A highly-tunable circuit breaker for Go.
Circuit implements the circuit breaker design pattern with gradual recovery via probabilistic throttling, type-safe generics, and zero background goroutines.
go get github.com/schigh/circuit
Requires Go 1.22+.
b, err := circuit.NewBreaker(
circuit.WithName("my-api"),
circuit.WithThreshold(5),
circuit.WithWindow(time.Minute),
circuit.WithBackOff(30 * time.Second),
)
if err != nil {
log.Fatal(err)
}
result, err := circuit.Run(b, ctx, func(ctx context.Context) (*Response, error) {
return client.Call(ctx, request)
})Run is generic — the return type is inferred from your function. No type assertions needed.
- Creating Circuit Breakers
- Running with Type Safety
- Two-Step Mode (Allow/Done)
- Error Classification
- State Transitions
- Lockout
- Backoff Strategies
- Observability
- Managing Multiple Breakers
- Panic Handling
- Configuration Reference
All breakers must be created with NewBreaker. It accepts functional options:
b, err := circuit.NewBreaker(
circuit.WithName("payment-gateway"),
circuit.WithTimeout(5 * time.Second),
circuit.WithThreshold(10),
circuit.WithWindow(2 * time.Minute),
circuit.WithBackOff(30 * time.Second),
circuit.WithLockOut(5 * time.Second),
circuit.WithEstimationFunc(circuit.Exponential),
)If no name is provided, one is generated from the caller's file and line number. See Configuration Reference for all options and defaults.

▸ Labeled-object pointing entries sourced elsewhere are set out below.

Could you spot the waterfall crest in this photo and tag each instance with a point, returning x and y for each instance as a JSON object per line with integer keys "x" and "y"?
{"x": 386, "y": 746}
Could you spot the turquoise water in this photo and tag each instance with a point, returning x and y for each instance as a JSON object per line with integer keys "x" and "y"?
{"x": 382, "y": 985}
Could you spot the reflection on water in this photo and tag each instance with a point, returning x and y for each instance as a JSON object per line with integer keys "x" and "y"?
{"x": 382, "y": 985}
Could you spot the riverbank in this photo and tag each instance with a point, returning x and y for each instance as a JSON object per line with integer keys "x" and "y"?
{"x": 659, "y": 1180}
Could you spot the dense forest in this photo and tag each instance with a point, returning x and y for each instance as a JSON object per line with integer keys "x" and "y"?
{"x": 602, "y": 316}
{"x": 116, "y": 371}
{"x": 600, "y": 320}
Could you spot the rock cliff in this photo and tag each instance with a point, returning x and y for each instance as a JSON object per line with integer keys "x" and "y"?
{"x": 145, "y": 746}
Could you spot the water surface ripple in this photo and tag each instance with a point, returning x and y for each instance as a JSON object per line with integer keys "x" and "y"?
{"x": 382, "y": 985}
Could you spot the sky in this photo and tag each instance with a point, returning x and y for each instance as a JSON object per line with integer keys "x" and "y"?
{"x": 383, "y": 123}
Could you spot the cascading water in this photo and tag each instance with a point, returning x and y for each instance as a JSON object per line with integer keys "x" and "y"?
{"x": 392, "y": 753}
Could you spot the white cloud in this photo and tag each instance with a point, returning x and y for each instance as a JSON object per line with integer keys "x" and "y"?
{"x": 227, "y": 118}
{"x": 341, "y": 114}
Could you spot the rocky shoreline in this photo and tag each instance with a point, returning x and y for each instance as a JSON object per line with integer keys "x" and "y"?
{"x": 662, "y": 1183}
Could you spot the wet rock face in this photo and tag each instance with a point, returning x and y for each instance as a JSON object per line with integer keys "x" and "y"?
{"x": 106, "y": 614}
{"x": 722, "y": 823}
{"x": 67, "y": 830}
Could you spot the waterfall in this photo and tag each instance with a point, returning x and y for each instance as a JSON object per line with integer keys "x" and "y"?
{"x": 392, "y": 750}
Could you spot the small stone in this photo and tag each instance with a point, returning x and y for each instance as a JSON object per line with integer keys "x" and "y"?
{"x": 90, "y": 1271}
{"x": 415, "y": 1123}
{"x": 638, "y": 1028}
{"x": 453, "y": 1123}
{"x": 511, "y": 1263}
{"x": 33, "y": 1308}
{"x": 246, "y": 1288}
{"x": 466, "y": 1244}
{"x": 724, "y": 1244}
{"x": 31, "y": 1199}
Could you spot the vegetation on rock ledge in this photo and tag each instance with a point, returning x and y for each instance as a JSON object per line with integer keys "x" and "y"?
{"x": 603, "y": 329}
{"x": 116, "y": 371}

The Run function wraps your call with circuit breaker protection and returns a typed result:
user, err := circuit.Run(b, ctx, func(ctx context.Context) (*User, error) {
return userService.GetByID(ctx, userID)
})
if err != nil {
switch {
case errors.Is(err, circuit.ErrStateOpen):
// circuit is open — dependency is down
return cachedUser, nil
case errors.Is(err, circuit.ErrStateThrottled):
// circuit is recovering — request was shed
return nil, status.Error(codes.Unavailable, "service recovering")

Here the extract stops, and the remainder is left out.